Early in the morning, around 5:15a, Lily fell out of bed.
No worries, the mattresses are directly on the floor to ensure she can still sleep on the bed and to be sure that when she does get out of bed (onto the carpeted floor) she doesn’t hurt herself. I heard her and I waited for her to get up and walk into the hallway, which is my cue to get up, follow her, and let her out to go to the bathroom.

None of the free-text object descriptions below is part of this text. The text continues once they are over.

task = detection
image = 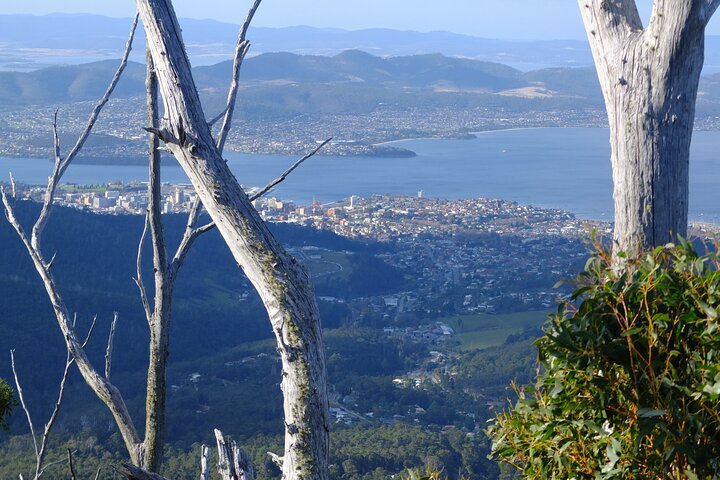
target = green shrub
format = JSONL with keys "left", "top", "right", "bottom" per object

{"left": 488, "top": 240, "right": 720, "bottom": 479}
{"left": 0, "top": 377, "right": 16, "bottom": 430}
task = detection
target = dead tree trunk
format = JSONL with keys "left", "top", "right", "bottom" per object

{"left": 135, "top": 1, "right": 330, "bottom": 478}
{"left": 142, "top": 50, "right": 171, "bottom": 473}
{"left": 579, "top": 0, "right": 720, "bottom": 253}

But there was no noise. No movement.
I throw the covers off, flip the light on, and there she is, lying just as she fell. I go over to her, put my arms under her shoulders (at which point she usually rights herself and I then help her up). Nothing.
She still doesn’t move.
She’s breathing, she’ll even blink if I move my hand toward her face. But no movement. I call for my husband who is getting ready to leave for work. He gets on one end, I’m on the other and we lift her up. I’m sure she’ll start to move, stiffen her body, or somehow show some sort of indication that she’s aware of what’s happening and will try to help.
She’s breathing regularly, her gums are nice and pink, she blinks as I move my hand toward her eye. I watch her for another 15 minutes before the other dogs come in and tell me it’s their breakfast time. Confident I’m going to be calling my husband later in the day to tell him Lily has died, I reluctantly take care of the other dogs and get their breakfast ready.
Before I’m finished getting their breakfast ready, here comes Lily, be-bopping into the kitchen looking well-rested and ready for the day.
I laughed and laughed. That’s Lily. We joke that she’s like a Timex — takes a lickin’ and keeps on tickin’. She’s a tank: she’s not fast, but there’s nothing that can stop her. We know her time is coming, and it’s not too far in the future. But I believe that right up until that very minute, she’ll be trucking on — over and through anything that’s in her way.
So until that time comes, I’ll still check her breathing (at least) five times a day while she’s sleeping to make sure she’s still alive, I’ll clean up after her (the degenerative myelopathy contributes to her incontinence), and our house will look like a wayward home for throw rugs and runners (to help her keep her footing on our hardwood and tile floors).